Locate your furnace filter.

The first step to changing your furnace filter is locating it. You will find the furnace filter in one of three places:

  • In the air ducts (where warm air travels from the furnace through holes in the ductwork)
  • In a return vent for an individual room or zone within your home (these are often located near windows or doors)
  • In an air return (a large, box-like structure that collects and distributes cooled air throughout your home)

Remove the old filter.

  • Remove the old filter.
  • Unscrew the filter from its housing, and pull it out of the unit. You may have to clean off any dust or dirt that’s accumulated on either side of the filter before you remove it from its holder; this will make installation easier later on.
  • Install a new one—and don’t forget to clean it first!

If you skipped step 1, go ahead and do this now: install a new furnace filter with your hands or pliers (if necessary). If not done already, wipe down both sides of the new filter for easier installation next time around. Don’t forget about cleaning off any excess dust/dirt from both sides of your current furnace and its housing unit before proceeding to Step 3 below!

Check your owner’s manual for the right size and type of filter you need.

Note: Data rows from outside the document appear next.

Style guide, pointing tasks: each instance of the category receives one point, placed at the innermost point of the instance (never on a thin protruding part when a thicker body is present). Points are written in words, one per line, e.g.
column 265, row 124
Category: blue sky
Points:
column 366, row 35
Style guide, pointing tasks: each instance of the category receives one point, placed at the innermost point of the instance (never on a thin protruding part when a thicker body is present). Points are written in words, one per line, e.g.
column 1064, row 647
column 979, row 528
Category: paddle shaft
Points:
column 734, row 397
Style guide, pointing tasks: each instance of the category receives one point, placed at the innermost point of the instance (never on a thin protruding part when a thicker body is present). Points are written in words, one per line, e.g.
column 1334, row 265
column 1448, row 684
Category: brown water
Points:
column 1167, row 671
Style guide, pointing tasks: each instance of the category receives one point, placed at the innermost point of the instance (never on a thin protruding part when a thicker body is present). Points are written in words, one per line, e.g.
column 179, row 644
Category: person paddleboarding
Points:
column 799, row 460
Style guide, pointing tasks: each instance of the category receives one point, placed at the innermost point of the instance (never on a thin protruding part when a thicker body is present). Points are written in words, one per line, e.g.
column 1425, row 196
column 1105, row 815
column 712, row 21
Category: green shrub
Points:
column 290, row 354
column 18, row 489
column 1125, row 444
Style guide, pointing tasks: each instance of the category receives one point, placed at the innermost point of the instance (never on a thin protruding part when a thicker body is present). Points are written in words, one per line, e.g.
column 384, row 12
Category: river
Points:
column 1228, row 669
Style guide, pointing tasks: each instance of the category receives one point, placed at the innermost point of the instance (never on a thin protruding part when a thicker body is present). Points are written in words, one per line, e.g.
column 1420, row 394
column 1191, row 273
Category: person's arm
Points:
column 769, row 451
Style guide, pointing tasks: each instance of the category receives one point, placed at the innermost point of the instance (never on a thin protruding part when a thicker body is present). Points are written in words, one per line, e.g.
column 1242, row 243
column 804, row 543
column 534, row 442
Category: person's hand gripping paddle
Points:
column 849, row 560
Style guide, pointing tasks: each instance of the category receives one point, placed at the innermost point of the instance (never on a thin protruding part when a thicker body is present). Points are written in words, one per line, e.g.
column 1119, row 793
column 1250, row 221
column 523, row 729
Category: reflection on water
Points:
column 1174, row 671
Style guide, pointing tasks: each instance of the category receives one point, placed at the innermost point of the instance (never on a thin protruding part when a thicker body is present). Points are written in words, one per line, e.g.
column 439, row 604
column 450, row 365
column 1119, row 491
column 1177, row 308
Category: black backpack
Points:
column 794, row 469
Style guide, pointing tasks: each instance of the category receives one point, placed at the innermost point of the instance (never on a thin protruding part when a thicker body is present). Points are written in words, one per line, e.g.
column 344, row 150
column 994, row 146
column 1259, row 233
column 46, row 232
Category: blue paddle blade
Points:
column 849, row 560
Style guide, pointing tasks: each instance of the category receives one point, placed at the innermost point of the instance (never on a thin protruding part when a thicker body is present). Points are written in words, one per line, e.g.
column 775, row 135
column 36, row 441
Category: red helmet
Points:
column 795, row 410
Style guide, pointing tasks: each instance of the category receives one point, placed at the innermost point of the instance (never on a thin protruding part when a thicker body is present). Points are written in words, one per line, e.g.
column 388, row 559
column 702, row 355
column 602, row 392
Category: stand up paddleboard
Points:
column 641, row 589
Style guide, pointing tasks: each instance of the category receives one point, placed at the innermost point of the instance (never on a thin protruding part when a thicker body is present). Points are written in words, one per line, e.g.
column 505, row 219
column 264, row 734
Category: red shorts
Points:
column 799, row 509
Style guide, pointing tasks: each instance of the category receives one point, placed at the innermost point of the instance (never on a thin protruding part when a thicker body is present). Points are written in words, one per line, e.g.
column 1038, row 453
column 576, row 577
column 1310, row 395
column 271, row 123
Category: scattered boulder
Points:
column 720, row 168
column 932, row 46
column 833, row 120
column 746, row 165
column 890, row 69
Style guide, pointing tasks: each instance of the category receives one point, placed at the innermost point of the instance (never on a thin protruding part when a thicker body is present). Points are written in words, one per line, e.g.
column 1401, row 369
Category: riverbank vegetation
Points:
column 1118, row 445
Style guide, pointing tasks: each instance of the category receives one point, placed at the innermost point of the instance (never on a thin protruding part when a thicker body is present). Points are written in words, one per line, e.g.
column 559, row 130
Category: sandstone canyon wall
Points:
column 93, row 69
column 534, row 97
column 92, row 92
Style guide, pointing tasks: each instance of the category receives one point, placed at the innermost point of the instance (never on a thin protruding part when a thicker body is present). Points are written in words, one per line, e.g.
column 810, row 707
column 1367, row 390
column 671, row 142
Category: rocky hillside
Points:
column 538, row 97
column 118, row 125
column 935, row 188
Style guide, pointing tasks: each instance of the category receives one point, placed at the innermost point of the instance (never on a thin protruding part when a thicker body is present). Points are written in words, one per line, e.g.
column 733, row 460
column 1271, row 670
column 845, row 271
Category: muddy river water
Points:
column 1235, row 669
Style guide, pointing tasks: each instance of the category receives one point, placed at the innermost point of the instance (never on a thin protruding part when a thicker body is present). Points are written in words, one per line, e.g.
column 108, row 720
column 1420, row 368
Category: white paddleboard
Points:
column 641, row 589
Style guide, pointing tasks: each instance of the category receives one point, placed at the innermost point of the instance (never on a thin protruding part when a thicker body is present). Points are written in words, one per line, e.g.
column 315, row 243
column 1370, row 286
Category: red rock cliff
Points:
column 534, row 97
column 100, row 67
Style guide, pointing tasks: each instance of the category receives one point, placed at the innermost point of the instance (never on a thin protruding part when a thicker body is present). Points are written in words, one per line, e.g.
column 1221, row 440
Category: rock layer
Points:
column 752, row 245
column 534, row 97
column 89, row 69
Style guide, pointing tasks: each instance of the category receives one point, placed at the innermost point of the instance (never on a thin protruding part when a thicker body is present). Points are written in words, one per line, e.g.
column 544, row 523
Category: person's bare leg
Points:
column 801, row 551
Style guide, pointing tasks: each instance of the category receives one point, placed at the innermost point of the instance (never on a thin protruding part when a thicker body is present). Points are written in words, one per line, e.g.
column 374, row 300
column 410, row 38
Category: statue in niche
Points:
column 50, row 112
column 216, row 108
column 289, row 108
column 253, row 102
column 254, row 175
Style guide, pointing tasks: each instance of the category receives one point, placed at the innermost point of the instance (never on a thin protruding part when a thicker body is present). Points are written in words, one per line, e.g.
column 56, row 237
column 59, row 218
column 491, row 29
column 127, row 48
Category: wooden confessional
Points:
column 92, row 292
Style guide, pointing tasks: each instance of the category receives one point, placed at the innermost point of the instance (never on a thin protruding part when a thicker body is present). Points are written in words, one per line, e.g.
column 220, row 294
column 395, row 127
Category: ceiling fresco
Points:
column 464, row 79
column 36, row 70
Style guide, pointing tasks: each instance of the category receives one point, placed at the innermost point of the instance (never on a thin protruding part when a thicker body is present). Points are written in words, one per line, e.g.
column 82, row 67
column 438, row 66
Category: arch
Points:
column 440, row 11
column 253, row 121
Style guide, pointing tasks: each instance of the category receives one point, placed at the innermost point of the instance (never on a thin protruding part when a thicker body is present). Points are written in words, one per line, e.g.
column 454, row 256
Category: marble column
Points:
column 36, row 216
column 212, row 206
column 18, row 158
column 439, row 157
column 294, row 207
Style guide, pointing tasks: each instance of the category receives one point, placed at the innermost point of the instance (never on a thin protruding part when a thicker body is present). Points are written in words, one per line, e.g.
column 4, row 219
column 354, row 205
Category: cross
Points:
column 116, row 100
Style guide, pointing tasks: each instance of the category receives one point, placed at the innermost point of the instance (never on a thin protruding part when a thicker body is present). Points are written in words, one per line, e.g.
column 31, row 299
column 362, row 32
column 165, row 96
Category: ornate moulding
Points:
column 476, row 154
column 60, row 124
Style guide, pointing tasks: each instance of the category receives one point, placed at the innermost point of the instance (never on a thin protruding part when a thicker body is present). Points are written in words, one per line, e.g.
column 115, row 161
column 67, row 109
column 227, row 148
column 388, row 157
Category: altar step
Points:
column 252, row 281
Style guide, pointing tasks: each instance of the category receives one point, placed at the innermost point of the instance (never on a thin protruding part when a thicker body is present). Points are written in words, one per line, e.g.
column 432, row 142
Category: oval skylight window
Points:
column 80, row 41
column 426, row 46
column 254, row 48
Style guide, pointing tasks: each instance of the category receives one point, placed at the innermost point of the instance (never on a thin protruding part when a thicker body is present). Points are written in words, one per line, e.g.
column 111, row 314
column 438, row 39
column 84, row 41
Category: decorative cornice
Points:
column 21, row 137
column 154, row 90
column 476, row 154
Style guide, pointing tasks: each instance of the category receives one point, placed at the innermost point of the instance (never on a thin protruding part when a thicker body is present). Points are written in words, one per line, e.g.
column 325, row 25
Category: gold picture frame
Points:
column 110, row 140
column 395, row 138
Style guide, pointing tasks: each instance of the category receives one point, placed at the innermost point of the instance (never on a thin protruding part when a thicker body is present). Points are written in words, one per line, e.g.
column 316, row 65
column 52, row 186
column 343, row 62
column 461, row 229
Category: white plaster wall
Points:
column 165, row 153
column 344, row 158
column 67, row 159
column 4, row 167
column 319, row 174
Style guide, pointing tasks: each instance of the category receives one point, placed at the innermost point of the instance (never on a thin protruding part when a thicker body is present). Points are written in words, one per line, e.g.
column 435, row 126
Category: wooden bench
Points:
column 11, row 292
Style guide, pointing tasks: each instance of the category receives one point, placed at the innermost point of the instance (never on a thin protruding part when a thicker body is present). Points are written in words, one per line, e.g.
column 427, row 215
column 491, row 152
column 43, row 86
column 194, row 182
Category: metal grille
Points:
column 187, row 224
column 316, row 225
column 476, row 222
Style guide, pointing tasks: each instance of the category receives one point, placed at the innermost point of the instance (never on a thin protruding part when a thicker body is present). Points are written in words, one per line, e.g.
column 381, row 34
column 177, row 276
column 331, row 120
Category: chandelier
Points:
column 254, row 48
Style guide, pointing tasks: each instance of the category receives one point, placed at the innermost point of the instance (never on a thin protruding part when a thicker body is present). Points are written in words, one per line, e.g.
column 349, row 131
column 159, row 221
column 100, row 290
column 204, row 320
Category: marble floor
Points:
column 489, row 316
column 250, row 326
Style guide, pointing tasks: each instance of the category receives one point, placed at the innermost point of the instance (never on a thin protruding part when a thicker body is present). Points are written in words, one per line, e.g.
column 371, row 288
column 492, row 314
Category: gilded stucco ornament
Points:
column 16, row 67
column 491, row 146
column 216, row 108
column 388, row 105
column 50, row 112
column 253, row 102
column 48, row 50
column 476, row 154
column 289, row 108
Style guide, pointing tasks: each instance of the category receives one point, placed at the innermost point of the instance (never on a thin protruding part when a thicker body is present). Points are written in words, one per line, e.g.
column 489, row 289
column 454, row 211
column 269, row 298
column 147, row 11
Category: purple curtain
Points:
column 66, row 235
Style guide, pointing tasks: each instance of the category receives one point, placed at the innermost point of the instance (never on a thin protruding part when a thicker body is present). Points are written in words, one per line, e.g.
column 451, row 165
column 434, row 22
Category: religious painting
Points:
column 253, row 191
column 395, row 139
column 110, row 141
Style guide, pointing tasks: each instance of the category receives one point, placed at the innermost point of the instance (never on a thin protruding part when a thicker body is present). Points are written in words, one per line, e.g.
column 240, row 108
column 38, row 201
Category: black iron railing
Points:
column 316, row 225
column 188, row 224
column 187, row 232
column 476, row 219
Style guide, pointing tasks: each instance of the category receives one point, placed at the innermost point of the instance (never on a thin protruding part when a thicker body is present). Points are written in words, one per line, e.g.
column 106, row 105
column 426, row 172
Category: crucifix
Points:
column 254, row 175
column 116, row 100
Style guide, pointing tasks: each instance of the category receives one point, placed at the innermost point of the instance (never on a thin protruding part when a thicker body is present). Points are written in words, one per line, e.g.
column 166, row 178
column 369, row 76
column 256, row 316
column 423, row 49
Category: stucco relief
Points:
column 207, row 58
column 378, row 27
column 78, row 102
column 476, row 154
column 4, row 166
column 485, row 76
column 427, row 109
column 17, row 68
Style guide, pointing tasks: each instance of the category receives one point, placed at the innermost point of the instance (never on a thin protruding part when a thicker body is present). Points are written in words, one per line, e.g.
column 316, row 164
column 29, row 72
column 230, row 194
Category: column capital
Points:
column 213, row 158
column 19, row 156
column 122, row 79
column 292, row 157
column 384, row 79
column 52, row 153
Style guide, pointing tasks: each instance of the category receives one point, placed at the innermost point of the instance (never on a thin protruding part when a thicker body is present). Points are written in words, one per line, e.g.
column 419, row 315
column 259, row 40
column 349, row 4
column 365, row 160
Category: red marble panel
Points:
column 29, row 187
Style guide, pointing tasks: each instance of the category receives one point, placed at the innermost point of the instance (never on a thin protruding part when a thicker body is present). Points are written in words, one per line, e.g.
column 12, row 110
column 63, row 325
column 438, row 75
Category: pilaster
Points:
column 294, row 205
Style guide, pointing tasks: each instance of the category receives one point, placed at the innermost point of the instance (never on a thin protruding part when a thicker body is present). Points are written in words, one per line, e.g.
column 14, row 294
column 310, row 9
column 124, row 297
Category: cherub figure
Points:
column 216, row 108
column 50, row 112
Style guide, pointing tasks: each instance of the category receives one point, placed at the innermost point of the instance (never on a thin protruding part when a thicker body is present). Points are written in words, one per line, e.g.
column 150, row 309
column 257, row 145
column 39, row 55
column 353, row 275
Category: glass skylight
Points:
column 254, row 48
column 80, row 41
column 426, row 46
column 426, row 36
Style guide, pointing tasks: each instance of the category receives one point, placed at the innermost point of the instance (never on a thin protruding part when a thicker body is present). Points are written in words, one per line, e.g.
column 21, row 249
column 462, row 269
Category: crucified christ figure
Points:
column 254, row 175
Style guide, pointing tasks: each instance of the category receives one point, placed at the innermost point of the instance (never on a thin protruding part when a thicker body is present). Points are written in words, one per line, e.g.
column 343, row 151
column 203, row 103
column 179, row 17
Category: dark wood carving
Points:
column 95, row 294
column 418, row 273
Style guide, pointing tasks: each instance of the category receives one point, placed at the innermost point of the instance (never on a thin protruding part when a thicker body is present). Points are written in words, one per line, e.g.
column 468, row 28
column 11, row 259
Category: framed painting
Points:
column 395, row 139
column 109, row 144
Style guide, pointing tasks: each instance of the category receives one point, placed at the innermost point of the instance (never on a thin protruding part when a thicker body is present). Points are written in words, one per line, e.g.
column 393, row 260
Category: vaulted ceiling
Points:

Check your owner’s manual for the right size and type of filter you need. If you don’t know where your owner’s manual is, check with the manufacturer or ask someone who works at a hardware store where they might keep records of which filters work best with their equipment.

Install the new filter with the arrows pointing toward the blower motor.

  • Make sure you have the right size filter. The filter should be slightly larger than your furnace’s air inlet opening.
  • Make sure you have the right type of filter. Use a pleated or high-efficiency particulate arrestor (HEPA) filter for best results, as they are specifically designed to trap dust and other particles that may otherwise circulate through your home or office. Some filters come with center grids while others do not; if you’re unsure which arrangement is best for your home, consult with an HVAC technician before purchasing replacements.
  • Make sure you have the right filters for your furnace. Don’t forget about any other heating systems in your home—you’ll also need replacement filters for those!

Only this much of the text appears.